How to use this insight — practically

  1. Treat your own certainty as a signal worth interrogating When you feel very confident about something in a domain where your experience is limited, treat that confidence as a prompt to investigate further rather than a reason to act. Ask: have I been in the valley of this domain yet? If not, you’re probably still on the peak.
  2. Seek out experts and notice how they express uncertainty In any domain where you’re forming opinions, find the most credible practitioners and note how they qualify their claims. If their language is significantly more cautious than yours, that gap is informative. It is probably not because they know less — it is because they know more about what they don’t know.
  3. Interpret the Valley of Despair as progress, not failure If you enter a new domain and initially feel confident — then suddenly feel overwhelmed by how much you don’t understand — you have not gone backwards. You have progressed from Stage 1 to Stage 2. The discomfort is the cognitive experience of a more accurate mental model forming. Stay in it.
  4. Use calibration questions before significant decisions Before any significant decision in a domain where you might be at Stage 1, ask: “What would a genuine expert in this domain say I’m missing?” Then try to answer that question honestly — and seek out the actual answer if the stakes are high enough to warrant it.

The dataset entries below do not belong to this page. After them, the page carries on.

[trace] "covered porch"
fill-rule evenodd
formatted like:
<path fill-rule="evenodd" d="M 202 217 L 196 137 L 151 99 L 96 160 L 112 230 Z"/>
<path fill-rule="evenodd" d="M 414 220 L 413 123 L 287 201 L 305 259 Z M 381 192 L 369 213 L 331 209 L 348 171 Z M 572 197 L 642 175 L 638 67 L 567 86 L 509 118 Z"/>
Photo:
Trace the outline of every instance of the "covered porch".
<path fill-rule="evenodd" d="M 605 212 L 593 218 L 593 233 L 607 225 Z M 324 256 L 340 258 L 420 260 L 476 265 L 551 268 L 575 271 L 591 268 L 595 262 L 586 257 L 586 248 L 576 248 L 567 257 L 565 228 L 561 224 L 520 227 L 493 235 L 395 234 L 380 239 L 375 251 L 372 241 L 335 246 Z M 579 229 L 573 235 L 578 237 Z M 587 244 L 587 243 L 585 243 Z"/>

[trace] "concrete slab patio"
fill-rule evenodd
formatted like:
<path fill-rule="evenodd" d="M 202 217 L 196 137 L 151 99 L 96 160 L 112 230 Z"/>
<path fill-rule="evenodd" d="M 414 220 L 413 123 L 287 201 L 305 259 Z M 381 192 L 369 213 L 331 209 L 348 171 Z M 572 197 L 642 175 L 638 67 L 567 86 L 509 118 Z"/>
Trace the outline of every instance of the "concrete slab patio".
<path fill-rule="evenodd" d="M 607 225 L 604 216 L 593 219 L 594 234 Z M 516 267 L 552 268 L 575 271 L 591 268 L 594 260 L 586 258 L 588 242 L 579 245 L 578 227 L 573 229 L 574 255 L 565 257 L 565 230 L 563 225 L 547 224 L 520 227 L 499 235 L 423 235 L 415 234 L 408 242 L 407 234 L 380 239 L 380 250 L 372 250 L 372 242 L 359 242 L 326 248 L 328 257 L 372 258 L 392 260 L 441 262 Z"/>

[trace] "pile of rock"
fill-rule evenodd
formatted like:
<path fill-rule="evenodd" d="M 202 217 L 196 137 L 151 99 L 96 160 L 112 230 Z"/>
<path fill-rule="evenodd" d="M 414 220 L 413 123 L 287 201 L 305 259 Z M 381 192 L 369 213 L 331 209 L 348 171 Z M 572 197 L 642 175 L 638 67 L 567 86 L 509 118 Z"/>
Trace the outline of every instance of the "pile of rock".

The most useful question I now ask myself

“Am I confident here because I know a lot — or because I haven’t yet learned enough to know what I don’t know?”

Those two types of confidence feel identical from the inside. The only way to distinguish them is to ask the question explicitly and answer it honestly. In my experience, the domains where I’m most certain I know the answer are often the ones where I’m most likely to be at the peak.